You are viewing a plain text version of this content. The canonical link for it is here.
Posted to reviews@kudu.apache.org by "Andrew Wong (Code Review)" <ge...@cloudera.org> on 2017/08/25 00:16:53 UTC

[kudu-CR] Fix flaky ts recovery-itest TestChangeMaxCellSize

Andrew Wong has uploaded a new change for review.

  http://gerrit.cloudera.org:8080/7820

Change subject: Fix flaky ts_recovery-itest TestChangeMaxCellSize
......................................................................

Fix flaky ts_recovery-itest TestChangeMaxCellSize

In TSTabletManager::CreateReportedTabletPB(), each replica's state is
reported, and if this state is FAILED, it additionally reports the error
state that caused it to fail. However, replica state is transient, and
can, on rare occasion, change between these two retrievals of replica
state.

This led to a DCHECK failure in ts_recovery-itest when parsing a
report, as reports with errors are expected to be FAILED. The failure
was consistent with the following sequence of events:
  1. The tablet is opened, hits an error, and starts shutting down
  2. The report notes the replica state (STOPPING)
  3. The tablet finishes shutting down and switches its state (FAILED)
  4. The report, seeing the replica is FAILED, notes the error that
     caused the shut down
  5. The catalog manager goes through the report, and notes the error
     tacked onto the report and the fact that the tablet is STOPPING
     instead of FAILED. This fails the DCHECK, as logged below:

BlockManagerType/TsRecoveryITest.TestChangeMaxCellSize/0: catalog_manager.cc:2489] Check failed: report.state() == tablet::FAILED (3 vs. 2)

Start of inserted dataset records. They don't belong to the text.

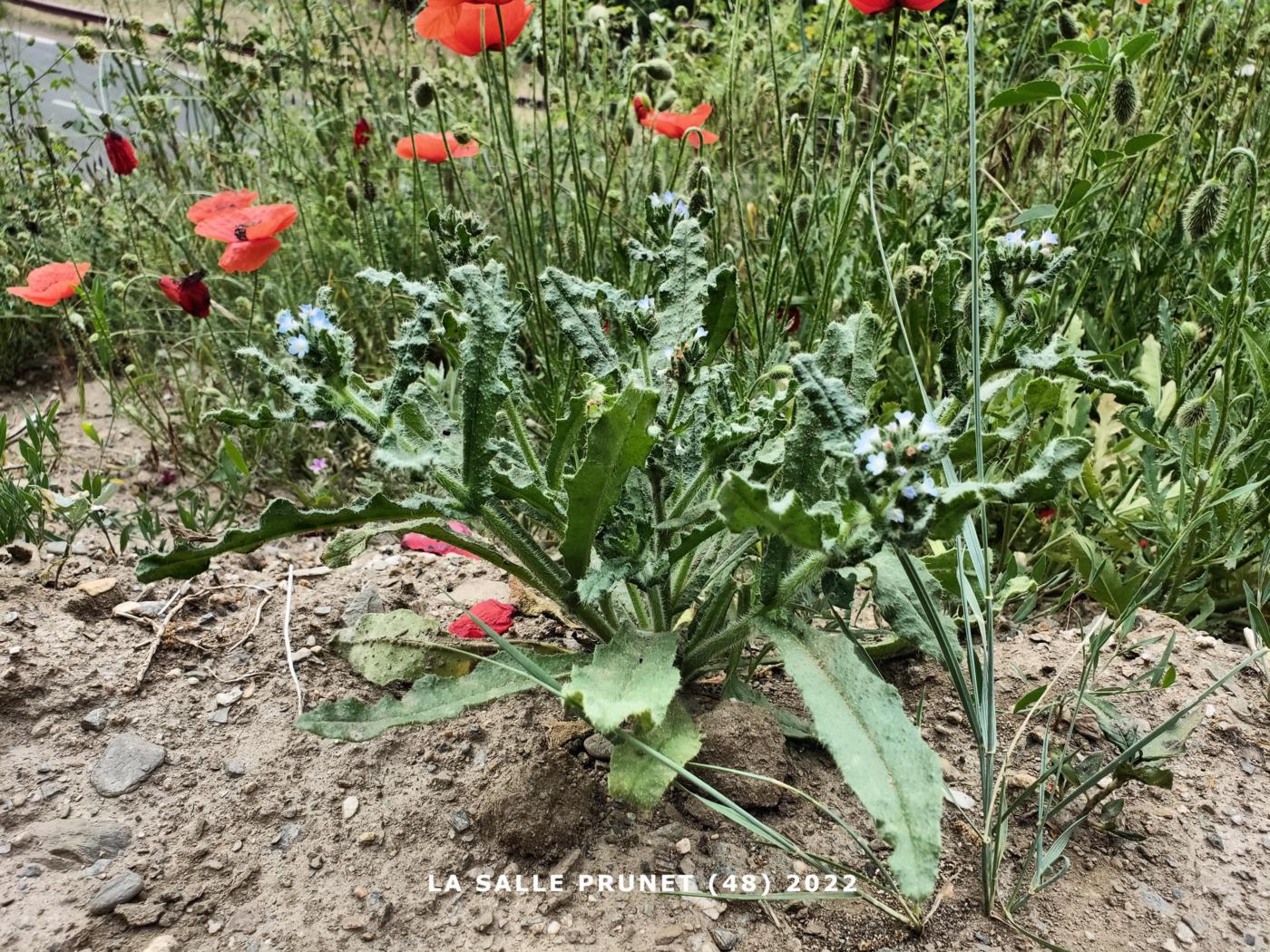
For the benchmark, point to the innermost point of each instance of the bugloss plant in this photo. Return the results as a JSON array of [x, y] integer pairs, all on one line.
[[689, 500]]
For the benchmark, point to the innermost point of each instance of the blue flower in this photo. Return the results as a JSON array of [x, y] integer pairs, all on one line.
[[866, 441], [317, 317]]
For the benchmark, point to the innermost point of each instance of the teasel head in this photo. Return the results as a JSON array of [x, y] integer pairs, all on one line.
[[85, 48], [803, 213], [423, 92], [1124, 99], [855, 73], [1206, 31], [1193, 412], [1067, 25], [659, 70], [1206, 209]]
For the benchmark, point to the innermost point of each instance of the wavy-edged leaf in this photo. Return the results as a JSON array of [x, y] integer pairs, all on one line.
[[748, 505], [572, 301], [639, 778], [632, 675], [283, 518], [493, 319], [897, 602], [431, 698], [882, 755], [619, 441]]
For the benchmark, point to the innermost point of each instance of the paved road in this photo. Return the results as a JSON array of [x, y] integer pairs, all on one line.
[[75, 94]]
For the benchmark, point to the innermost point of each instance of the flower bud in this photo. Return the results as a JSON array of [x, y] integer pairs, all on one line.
[[1124, 99], [1067, 25], [1206, 209], [423, 92]]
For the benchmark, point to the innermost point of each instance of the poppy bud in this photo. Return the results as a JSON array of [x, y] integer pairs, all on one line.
[[1124, 99], [698, 175], [1206, 209], [659, 70], [1067, 25], [85, 48], [1208, 31], [1193, 412], [423, 92], [802, 213], [855, 75], [120, 154]]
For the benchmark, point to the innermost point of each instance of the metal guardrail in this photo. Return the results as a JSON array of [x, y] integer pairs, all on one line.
[[69, 13]]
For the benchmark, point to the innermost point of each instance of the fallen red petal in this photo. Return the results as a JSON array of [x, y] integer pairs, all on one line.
[[497, 615]]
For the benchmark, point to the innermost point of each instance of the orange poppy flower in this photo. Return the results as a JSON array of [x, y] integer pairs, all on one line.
[[220, 202], [51, 283], [431, 148], [248, 224], [677, 124], [248, 256], [467, 27]]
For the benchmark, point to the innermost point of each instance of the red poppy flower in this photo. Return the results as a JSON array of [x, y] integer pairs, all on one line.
[[249, 234], [870, 6], [676, 124], [120, 152], [190, 294], [467, 27], [497, 615], [418, 542], [431, 148], [51, 283], [221, 202]]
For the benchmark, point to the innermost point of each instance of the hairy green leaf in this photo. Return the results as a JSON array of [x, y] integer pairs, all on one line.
[[639, 778], [619, 442], [882, 755], [632, 675], [431, 698], [283, 518]]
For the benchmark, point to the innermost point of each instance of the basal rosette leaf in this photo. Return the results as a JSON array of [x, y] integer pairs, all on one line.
[[639, 778], [432, 698], [631, 676], [618, 442], [282, 520], [882, 755], [1057, 466], [493, 319]]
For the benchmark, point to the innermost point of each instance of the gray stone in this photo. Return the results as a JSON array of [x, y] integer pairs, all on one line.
[[365, 602], [69, 843], [95, 719], [127, 763], [116, 891], [599, 746]]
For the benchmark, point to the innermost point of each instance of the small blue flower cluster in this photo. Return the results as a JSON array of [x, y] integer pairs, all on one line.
[[899, 453], [311, 317]]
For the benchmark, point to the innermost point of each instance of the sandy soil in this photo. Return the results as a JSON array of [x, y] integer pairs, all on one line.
[[253, 835]]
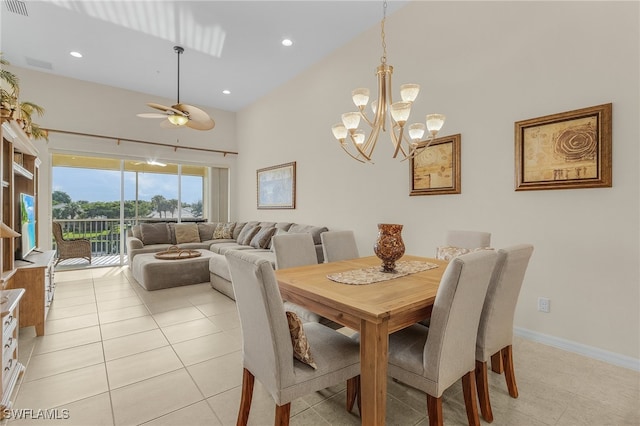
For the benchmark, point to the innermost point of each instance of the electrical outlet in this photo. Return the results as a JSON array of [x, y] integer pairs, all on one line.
[[544, 304]]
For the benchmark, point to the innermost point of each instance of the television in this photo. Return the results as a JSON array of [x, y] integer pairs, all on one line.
[[27, 225]]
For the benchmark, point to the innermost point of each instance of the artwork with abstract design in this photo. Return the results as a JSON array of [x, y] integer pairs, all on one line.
[[566, 150]]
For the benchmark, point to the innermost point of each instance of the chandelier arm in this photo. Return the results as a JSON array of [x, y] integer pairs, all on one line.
[[350, 154]]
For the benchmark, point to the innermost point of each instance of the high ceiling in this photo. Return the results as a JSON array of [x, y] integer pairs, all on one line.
[[232, 45]]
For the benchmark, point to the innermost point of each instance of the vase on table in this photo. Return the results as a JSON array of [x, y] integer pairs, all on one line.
[[389, 246]]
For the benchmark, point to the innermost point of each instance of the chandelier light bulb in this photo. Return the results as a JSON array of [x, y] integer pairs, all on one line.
[[416, 131], [360, 97], [409, 92], [339, 131], [178, 119], [435, 123], [351, 120]]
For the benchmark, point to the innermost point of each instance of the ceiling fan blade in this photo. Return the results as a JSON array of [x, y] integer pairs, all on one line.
[[164, 108], [151, 115], [198, 119]]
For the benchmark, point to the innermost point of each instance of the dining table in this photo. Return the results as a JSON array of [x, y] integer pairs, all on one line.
[[373, 309]]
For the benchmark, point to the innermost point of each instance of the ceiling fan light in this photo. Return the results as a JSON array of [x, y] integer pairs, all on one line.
[[178, 119]]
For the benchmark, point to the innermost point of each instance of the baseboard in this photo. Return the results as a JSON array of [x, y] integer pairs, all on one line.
[[579, 348]]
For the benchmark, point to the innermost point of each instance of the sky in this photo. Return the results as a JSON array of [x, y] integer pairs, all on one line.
[[104, 185]]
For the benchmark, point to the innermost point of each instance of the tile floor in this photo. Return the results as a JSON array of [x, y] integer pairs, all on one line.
[[115, 354]]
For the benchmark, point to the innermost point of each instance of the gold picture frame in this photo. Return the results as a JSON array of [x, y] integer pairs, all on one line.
[[277, 187], [564, 151], [436, 169]]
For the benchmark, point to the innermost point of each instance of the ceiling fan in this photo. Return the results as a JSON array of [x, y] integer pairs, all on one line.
[[179, 114]]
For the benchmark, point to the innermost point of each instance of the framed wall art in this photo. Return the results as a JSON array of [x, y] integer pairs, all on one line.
[[436, 169], [277, 187], [562, 151]]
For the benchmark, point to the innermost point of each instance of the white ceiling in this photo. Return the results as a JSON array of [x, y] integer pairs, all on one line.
[[234, 45]]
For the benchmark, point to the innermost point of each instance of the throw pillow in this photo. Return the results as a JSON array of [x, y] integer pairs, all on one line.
[[247, 234], [217, 234], [449, 252], [187, 233], [262, 238], [154, 233], [206, 230], [301, 349]]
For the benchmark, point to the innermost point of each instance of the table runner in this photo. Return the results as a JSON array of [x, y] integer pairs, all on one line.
[[374, 274]]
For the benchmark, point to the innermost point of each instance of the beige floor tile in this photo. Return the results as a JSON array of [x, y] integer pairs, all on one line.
[[61, 361], [128, 326], [198, 414], [141, 366], [218, 374], [190, 330], [67, 339], [153, 398], [206, 347], [92, 411], [62, 389], [133, 344], [110, 305], [123, 314], [177, 316], [72, 301], [72, 311], [71, 323]]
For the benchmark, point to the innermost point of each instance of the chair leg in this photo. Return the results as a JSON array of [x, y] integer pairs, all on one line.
[[434, 410], [509, 374], [353, 393], [482, 385], [245, 400], [283, 412], [469, 392], [496, 363]]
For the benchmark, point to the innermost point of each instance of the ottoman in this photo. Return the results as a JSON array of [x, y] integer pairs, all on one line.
[[155, 274]]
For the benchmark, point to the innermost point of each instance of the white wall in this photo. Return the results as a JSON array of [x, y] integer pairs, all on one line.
[[83, 107], [485, 65]]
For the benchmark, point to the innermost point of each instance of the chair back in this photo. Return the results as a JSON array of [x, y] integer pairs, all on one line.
[[293, 250], [496, 322], [267, 349], [57, 232], [339, 245], [449, 352], [468, 239]]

This sequence may be more frequent since a9d17c0, which enforces the
tablet stop (i.e. go into the STOPPING state and shut down the replica's
internals) before going into the FAILED state, instead of going directly
to the FAILED state.

This was validated by injecting a pause in the CreateReportedTabletPB
between the two calls and hitting the DCHECK failure. This is fixed by
reporting the error regardless of state and removing this DCHECK.

Change-Id: I6f0a6b19756777e5f4081ef6c8cb5af4ecc8a3d6
---
M src/kudu/master/catalog_manager.cc
M src/kudu/tserver/ts_tablet_manager.cc
2 files changed, 2 insertions(+), 3 deletions(-)


  git pull ssh://gerrit.cloudera.org:29418/kudu refs/changes/20/7820/1
-- 
To view, visit http://gerrit.cloudera.org:8080/7820
To unsubscribe, visit http://gerrit.cloudera.org:8080/settings

Gerrit-MessageType: newchange
Gerrit-Change-Id: I6f0a6b19756777e5f4081ef6c8cb5af4ecc8a3d6
Gerrit-PatchSet: 1
Gerrit-Project: kudu
Gerrit-Branch: master
Gerrit-Owner: Andrew Wong <aw...@cloudera.com>

[kudu-CR] Fix flaky ts recovery-itest TestChangeMaxCellSize

Posted by "Mike Percy (Code Review)" <ge...@cloudera.org>.
Mike Percy has submitted this change and it was merged.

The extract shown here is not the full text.